There are potential methodological limitations to our study. First, this study was conducted in a single clinical setting from one academic medical center. We therefore do not know whether these findings are generalizable to other settings. Future studies should attempt to reproduce these findings. Second, our analysis did not account for socioeconomic status, as data on income and/or education are not readily available in medical records. Future studies could address this by obtaining zip code or insurance data as a proxy. Third, we did not have data on the demographic or training-level (attending vs. resident) characteristics of the physicians writing the notes we analyzed. As such, we could not determine whether the use of the linguistic features we examined varied by physician characteristics such as race, gender, or training status. Fourth, we did not explicitly study the prevalence of text that might have been carried forward, meaning copied and pasted from previous notes, which may be important to explore in the future. Although the notes did contain text that was part of the note template (and therefore not written de novo by the physician), the template text did not contain any of the linguistic features that were the focus of our analysis, and therefore, we do not believe it would have affected our analysis. Finally, our population of patients nearly all identified as either Black/African American or White/Caucasian, and we were therefore not able to evaluate language for other racial/ethnic groups.

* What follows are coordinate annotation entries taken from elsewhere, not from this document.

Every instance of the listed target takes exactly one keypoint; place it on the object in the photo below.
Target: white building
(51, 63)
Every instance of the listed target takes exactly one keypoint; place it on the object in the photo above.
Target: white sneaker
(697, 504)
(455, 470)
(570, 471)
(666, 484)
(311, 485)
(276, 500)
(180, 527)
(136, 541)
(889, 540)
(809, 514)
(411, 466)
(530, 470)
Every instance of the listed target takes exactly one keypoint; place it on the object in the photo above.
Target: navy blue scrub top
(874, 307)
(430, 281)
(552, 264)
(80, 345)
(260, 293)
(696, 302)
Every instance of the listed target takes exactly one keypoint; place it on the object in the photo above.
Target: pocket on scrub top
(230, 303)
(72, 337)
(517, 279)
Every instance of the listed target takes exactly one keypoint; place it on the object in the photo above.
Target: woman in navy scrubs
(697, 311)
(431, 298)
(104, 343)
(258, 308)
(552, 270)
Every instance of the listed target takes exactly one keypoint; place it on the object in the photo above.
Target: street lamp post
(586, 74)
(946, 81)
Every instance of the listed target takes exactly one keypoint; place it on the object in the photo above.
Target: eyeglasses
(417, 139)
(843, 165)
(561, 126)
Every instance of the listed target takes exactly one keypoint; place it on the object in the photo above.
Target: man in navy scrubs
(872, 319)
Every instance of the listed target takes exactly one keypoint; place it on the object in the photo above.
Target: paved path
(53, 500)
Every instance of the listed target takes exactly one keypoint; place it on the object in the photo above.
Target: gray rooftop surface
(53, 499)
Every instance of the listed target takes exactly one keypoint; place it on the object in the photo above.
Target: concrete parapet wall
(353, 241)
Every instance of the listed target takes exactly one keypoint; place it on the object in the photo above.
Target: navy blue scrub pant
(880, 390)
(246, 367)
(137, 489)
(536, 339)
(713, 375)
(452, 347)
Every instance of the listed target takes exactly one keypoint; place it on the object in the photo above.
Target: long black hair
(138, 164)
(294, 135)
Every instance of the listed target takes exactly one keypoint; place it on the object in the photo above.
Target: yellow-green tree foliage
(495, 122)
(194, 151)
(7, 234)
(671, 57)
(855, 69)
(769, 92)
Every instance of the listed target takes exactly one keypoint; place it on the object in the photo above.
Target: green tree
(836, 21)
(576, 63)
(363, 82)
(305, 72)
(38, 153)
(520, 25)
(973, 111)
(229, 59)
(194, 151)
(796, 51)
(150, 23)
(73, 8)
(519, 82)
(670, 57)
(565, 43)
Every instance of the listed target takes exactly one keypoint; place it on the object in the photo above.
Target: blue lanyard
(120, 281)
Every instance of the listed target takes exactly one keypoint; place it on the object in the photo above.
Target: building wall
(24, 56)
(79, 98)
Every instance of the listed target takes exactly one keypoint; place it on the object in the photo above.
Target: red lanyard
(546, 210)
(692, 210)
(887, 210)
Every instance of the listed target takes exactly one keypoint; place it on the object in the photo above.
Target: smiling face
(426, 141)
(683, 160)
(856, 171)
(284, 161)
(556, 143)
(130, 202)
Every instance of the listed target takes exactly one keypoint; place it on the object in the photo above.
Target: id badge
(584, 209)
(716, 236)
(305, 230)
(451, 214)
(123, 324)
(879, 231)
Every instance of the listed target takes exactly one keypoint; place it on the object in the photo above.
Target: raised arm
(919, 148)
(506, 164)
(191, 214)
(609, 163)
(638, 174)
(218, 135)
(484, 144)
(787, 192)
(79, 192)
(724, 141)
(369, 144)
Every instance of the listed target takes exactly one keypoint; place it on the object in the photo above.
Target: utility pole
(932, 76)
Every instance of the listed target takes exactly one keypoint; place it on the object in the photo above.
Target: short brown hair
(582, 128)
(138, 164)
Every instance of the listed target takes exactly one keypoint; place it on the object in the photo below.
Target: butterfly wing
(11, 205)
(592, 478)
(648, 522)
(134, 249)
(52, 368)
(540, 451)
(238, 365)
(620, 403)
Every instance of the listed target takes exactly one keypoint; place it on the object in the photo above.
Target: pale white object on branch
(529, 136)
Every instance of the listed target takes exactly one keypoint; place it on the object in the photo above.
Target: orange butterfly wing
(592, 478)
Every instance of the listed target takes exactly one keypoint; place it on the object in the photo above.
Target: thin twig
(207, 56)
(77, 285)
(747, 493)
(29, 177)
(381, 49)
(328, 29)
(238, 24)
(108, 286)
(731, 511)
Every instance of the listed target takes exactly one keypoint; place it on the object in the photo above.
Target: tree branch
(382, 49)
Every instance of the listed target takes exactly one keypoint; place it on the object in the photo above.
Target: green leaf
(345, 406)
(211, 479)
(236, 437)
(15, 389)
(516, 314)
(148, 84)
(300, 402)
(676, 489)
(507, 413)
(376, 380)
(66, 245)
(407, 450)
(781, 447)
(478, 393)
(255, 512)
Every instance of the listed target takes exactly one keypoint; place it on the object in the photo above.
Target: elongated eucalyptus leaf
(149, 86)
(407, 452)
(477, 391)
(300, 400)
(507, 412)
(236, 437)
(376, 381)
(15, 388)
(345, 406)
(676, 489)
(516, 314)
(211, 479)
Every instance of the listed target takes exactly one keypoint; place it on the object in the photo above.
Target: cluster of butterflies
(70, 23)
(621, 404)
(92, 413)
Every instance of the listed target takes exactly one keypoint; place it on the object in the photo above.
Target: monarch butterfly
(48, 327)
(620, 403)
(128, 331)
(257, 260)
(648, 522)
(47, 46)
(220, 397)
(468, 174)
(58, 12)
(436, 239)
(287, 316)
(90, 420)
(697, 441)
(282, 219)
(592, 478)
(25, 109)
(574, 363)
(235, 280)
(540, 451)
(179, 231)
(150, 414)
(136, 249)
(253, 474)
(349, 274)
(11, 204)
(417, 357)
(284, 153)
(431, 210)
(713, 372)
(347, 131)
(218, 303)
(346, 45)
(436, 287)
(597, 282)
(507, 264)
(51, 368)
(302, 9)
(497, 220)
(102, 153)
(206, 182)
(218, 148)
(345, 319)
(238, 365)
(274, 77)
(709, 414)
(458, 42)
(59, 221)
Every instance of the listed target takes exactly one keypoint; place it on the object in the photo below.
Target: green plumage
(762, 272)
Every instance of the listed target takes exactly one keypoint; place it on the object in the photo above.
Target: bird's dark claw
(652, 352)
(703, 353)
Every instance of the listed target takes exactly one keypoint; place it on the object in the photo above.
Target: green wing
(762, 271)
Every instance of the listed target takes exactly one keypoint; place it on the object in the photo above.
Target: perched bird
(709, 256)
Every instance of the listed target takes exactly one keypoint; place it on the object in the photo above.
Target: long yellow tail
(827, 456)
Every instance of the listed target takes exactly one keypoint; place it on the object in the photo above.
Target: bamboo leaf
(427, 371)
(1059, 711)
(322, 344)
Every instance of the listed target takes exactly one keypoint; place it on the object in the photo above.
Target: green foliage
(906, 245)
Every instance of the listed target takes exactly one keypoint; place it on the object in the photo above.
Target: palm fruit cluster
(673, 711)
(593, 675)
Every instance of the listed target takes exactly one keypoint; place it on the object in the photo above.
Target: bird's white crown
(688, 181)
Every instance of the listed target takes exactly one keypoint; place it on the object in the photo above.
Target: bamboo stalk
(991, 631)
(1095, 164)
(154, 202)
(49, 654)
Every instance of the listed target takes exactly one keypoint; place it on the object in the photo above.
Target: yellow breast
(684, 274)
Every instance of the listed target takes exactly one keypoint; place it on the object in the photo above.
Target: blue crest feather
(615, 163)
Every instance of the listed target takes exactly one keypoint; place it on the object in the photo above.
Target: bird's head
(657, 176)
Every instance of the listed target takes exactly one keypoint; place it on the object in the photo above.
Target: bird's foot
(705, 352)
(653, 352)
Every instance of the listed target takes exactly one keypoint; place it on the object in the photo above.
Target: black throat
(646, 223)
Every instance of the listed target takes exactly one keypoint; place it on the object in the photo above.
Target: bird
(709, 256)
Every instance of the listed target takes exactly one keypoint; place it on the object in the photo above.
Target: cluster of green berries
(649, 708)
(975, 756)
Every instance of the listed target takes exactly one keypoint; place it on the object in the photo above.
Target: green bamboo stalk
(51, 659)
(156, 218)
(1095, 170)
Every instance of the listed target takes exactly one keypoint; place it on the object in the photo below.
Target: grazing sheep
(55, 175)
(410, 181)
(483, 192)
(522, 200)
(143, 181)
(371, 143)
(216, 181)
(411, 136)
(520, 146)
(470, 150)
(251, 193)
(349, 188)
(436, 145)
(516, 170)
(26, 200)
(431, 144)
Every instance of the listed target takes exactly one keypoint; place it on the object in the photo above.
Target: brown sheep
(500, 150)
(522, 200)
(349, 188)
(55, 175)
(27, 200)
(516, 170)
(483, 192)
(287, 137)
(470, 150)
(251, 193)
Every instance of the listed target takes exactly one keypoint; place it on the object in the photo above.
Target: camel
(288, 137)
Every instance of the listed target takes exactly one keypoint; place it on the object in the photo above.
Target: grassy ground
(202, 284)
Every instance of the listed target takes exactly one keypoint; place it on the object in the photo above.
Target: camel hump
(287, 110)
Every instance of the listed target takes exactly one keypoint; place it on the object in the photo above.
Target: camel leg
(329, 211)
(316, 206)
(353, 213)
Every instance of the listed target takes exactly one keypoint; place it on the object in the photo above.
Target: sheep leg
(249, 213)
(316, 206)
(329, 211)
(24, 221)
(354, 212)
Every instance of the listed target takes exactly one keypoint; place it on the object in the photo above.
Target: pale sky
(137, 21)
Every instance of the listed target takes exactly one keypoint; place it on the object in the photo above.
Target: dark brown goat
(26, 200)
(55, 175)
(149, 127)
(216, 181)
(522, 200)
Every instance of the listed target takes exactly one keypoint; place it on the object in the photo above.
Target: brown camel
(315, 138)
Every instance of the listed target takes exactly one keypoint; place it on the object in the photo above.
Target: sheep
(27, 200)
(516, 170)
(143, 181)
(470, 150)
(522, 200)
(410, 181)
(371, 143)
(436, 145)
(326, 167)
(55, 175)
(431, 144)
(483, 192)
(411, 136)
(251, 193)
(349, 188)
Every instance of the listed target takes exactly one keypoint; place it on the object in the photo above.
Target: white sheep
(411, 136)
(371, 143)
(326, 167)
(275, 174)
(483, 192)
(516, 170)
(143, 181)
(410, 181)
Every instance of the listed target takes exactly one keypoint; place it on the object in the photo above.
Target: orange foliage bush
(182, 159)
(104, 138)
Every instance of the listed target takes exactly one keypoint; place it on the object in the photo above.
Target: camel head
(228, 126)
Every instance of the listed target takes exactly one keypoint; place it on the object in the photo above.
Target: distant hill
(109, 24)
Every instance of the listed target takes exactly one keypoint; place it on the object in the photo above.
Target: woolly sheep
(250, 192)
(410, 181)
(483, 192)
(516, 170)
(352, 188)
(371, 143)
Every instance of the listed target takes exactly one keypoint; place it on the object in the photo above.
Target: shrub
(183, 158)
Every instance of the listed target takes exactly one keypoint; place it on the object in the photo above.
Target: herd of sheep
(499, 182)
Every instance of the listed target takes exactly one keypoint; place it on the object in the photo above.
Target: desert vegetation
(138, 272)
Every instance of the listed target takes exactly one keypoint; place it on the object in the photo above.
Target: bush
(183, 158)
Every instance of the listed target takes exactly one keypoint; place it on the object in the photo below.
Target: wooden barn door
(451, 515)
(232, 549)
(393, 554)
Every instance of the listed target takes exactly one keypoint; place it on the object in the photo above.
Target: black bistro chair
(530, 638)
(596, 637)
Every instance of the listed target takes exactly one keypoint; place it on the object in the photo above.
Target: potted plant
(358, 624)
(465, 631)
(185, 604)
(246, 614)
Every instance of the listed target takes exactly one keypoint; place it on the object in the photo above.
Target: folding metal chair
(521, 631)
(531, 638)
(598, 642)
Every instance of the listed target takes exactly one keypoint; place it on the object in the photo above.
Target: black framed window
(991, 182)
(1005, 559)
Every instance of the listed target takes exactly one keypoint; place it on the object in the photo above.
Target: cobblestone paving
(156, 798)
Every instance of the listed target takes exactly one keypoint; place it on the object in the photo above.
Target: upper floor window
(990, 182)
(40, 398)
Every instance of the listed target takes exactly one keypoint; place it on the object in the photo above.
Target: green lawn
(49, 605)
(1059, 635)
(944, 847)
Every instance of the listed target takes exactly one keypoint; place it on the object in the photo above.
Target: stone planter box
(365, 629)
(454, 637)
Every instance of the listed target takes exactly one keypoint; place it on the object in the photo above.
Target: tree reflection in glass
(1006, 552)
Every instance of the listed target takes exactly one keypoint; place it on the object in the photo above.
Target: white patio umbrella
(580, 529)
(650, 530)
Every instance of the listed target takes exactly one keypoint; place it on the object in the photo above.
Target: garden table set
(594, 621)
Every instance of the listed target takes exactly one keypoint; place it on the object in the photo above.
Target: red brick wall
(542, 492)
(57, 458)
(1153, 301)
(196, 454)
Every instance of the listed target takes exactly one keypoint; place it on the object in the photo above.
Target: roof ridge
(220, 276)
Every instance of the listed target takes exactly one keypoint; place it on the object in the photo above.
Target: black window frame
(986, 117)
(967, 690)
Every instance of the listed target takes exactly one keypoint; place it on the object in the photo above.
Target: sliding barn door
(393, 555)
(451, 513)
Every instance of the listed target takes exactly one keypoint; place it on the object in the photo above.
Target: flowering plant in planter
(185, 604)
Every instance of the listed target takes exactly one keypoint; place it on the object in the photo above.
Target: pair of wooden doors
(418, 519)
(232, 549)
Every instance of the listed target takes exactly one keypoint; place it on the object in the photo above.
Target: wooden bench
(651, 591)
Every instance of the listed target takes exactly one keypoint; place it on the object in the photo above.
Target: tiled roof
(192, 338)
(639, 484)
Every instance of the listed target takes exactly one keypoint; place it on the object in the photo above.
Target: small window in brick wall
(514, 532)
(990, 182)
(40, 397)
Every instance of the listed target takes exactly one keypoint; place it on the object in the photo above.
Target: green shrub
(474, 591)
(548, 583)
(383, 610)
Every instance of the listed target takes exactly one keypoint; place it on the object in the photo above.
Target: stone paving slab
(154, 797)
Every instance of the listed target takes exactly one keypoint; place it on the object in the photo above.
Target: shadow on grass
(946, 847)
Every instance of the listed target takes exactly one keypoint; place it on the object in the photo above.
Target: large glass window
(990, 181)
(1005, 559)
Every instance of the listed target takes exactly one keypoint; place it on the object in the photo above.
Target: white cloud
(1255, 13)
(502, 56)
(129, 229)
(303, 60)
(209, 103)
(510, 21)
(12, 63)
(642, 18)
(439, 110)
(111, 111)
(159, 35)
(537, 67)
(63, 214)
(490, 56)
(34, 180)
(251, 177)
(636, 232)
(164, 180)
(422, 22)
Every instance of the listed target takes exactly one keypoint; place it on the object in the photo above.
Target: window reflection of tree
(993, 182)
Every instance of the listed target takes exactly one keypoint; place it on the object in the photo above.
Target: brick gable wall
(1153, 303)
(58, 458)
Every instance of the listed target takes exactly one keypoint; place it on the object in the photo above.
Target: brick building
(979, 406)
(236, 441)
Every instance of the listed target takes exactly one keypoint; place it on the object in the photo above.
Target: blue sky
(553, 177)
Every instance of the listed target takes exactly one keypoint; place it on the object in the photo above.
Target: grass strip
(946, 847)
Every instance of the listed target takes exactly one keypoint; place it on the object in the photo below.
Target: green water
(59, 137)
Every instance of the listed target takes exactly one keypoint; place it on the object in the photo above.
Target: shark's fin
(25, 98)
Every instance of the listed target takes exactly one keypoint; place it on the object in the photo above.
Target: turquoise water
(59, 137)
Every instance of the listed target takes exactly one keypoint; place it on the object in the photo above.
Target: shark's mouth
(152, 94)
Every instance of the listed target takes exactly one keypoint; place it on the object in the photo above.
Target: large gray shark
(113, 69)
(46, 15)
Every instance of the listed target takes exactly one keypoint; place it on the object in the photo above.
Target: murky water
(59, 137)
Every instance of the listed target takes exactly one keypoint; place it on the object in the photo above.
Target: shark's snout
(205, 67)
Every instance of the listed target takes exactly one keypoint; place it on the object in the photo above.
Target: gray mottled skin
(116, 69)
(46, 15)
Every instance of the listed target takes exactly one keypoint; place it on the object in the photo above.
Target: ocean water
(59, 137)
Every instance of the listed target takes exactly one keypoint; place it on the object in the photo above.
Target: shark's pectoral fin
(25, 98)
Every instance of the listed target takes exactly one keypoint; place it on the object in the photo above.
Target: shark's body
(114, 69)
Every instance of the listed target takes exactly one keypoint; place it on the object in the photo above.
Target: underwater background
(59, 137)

As a profession, physicians must recognize and neutralize the impact of racial prejudice in credibility assessments by seriously and constantly considering that we might make implicitly biased judgments that are unwarranted. When we have attempted to account for this bias and still have doubts about patient credibility, we must consider respectful ways to document that doubt. Using scare quotes or judgmental language may unfairly put the patient at risk for lower-quality care and disrespect from future providers. Further research is needed to explore the phenomenon of testimonial injustice and other forms of stigmatizing language in patient medical records,32 and interventions should be developed to reduce their impact.